- Born: Ram Pravaesh Thakur Patna
- Education: Civil Engineering
- Alma mater: IIT Kanpur
- Occupation: Indian Police Service
- Office: Andhra Pradesh Director General of Police
- Term: 1 July 2018 – 1 June 2019

= R. P. Thakur =

 Ram Pravaesh Thakur is an Indian police officer and former Andhra Pradesh DGP. He is an Indian Police Service (IPS) officer from the 1986 batch of the Andhra Pradesh cadre. He was appointed as DGP on 1 July 2018 and served in the position till 1 June 2019. He is a B.Tech graduate from IIT Kanpur joined the Indian Police Service in 1986.

==Police appointments==
RP Thakur joined the service as Additional Superintendent of Police at National Police Academy in Hyderabad in 1986. He later worked as ASP in Guntur, Warangal districts, Suryapet, Grey Hounds, Sattenapalli sub-divisions, later as ASP Warangal district till 1992. He was promoted as Superintendent of Police and worked as SP of West Godavari, Kadapa, Krishna, Warangal districts and later as DCP west zone in Hyderabad till 2000.

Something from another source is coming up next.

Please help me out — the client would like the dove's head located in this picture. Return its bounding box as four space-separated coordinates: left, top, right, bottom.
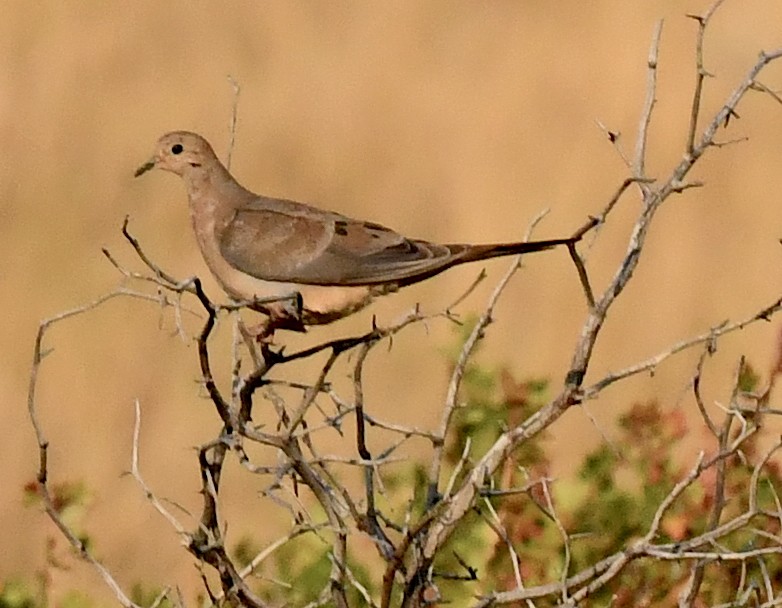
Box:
136 131 217 177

He was promoted to DIG rank and posted to head Anantapur range and later worked as Central Industrial Security (CISF) Patna DIG from 2002 to 2007 on central deputation. Thakur was promoted to Inspector General and worked as Rayalaseema and Warangal regions IG from 2007 to 2011. He was then promoted as Additional Director General in 2011 served as ADGP (Technology Services), DG (Drugs & Copyright), Controller legal metrology, DG Vigilance and Enforcement and law and order till 2016.

RP Thakur On promotion as Director General in 2016, he was posted as Director General of state ACB (Anti-Corruption Bureau) in November 2016, and was appointed Director General of Police, Head of Police Force (DGP, HoPF) on 30 June 2018 and served in the position until 1 June 2019. He later worked as Commissioner of Printing, Stationery and Stores Purchase and was appointee as vice-chairman and managing director of AP State Road Transport Corporation (APSRTC) and took charge on 19 Jan 2021. Ram Prawesh Thakur appointed as a member of the Commissionerate of Inquiries on 5 September 2021.